On 13 December 2010, Ofcom opened an investigation to consider a complaint submitted by Virgin Media in relation to the terms of wholesale supply by Sky to Virgin of Sky Sports 1 and Sky Sports 2 HD, namely that it is calculated on a per-device basis. On 24 February 2011, Ofcom issued a Draft Decision to the parties and Virgin withdrew its complaint on 16 March 2011, Ofcom therefore closed the case. On 13 December 2010, Ofcom also opened an investigation to consider a complaint submitted by BT against Sky concerning the requirement on BT to provide Sky with information on BT Visions total number of pay subscribers and total number of customers. On 29 March 2011, Ofcom concluded its assessment of BT's complaint, issuing a decision to give a direction to Sky in respect of compliance with Condition 14A of each of the Television Licensable Content Service licences for Sky Sports 1 and Sky Sports 2. The direction states that a clause in Sky's agreement for the wholesale supply of Sky Sports 1 and Sky Sports 2 to BT, requiring BT to provide Sky with BT Vision's total number of pay subscribers and total number of customers is in breach of Condition 14A(1)(d) and required that clause to be removed forthwith.

On 8 August 2012, the Competition Appeal Tribunal ruled that Ofcom's core competition concern about the way BSkyB sold its sports channels wholesale to competitors was "unfounded", namely that BSkyB had deliberately withheld wholesale supply of its premium channels from other retailers, preferring to be entirely absent and that in doing so had been acting on strategic incentives unrelated to normal commercial considerations of revenue/profit maximisation.
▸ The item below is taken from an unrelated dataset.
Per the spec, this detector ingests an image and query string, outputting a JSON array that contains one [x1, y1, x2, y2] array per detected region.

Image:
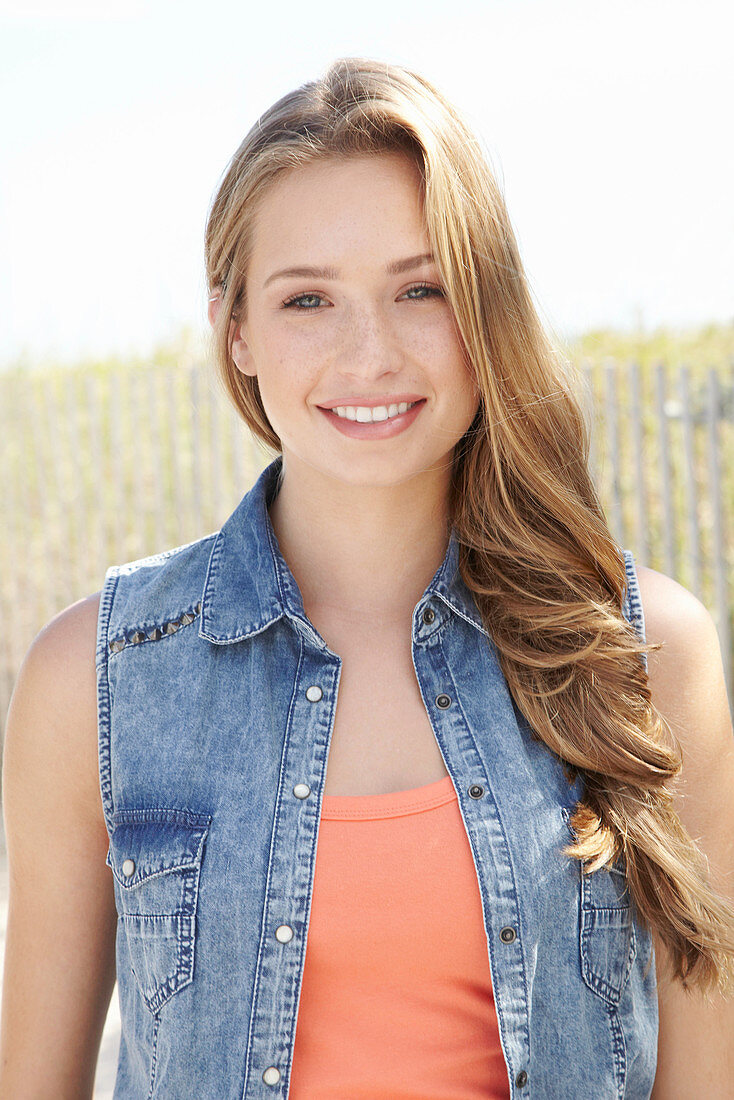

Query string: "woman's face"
[[232, 153, 479, 486]]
However, BSkyB was unable to convince the tribunal that Ofcom misinterpreted its powers when it ordered a reduction in wholesale prices for Sky Sports 1 and 2.

Despite these restrictions, Sky's £1 billion budget and the collapse of Setanta Sports in 2009, left it best-placed to buy any sport not considered a free-to-air "crown jewel".

==BSkyB's EPG charges==
According to former ITV Director of Programmes and Pearson PLC Chief Executive, Greg Dyke, an investigation by the Independent Television Commission in the early 1990s, regarding BSkyB's control of its EPG (and threats to alter the BBC's listing if it ever broadcast unencrypted) discovered "something that would have been deeply embarrassing to BSkyB if it became public". The EPG dispute was subsequently settled by BSkyB "before the ITC adjudication on our [BBC] dispute was published."
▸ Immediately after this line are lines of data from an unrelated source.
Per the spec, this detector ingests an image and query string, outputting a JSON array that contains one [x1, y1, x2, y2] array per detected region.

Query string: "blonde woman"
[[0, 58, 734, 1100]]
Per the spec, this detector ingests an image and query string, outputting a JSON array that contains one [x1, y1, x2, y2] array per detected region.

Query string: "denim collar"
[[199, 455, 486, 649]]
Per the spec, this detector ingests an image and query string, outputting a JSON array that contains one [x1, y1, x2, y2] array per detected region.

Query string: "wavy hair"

Rapture TV lodged complaints with both the Competition Commission and Ofcom concerning Sky charging free-to-air channels for the benefits of "Pay TV" listings on its EPG, despite separate carriage networks being used and free-to-air channels gaining no Pay TV benefit.
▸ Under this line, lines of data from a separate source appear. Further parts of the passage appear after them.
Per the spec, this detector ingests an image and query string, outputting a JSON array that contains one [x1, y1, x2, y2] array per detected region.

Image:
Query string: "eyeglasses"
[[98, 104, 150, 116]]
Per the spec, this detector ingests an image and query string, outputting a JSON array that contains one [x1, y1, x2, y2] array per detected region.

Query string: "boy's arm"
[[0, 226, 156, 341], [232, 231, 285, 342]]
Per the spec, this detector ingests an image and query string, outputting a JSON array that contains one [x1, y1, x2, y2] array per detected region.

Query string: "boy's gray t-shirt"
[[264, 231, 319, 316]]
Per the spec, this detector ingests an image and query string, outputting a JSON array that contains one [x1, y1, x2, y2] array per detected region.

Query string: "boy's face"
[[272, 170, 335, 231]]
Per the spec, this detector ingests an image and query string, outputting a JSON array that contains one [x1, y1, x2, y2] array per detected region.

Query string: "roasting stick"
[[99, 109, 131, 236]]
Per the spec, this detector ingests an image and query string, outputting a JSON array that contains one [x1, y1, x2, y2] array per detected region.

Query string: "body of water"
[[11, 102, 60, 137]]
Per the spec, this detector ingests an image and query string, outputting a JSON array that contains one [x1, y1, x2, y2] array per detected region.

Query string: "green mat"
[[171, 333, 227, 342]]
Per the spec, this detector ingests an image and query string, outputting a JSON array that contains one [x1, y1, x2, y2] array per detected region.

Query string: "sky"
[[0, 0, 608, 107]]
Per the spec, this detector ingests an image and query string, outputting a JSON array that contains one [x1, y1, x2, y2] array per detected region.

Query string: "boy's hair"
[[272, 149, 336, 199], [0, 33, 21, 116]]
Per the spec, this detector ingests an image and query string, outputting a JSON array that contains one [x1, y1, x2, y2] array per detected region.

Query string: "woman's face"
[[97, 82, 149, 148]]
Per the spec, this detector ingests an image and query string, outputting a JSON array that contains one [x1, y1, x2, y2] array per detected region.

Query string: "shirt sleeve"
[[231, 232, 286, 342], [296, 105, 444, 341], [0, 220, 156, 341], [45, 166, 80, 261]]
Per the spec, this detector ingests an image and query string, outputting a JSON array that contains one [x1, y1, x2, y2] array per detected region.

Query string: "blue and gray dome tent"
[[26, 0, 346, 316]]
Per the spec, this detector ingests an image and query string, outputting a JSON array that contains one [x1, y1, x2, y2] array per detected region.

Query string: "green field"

This included the criticism that Sky charges all digital broadcasters a fee to subsidise their set top boxes, which according to EU Directive 98/94 should only cover boxes which are offered to non-Sky subscribers and Pay TV subscribers on the same terms (which was disputed by Rapture TV).

This concern was highlighted by the BBC Director General, Mark Thompson, in the 2010 James MacTaggart Media Guardian Edinburgh International Television Festival, when he stated "Sky pays nothing for re-transmitting the PSB channels, despite the fact that taken together, they are by far the most watched channels they offer. On the contrary, the PSBs pay an EPG charge for the privilege of being on the satellite platform."

==Tax avoidance==
As part of Newscorp Investments, a British holding company, BSkyB was part of a group which avoided tax over the decade up to 1999.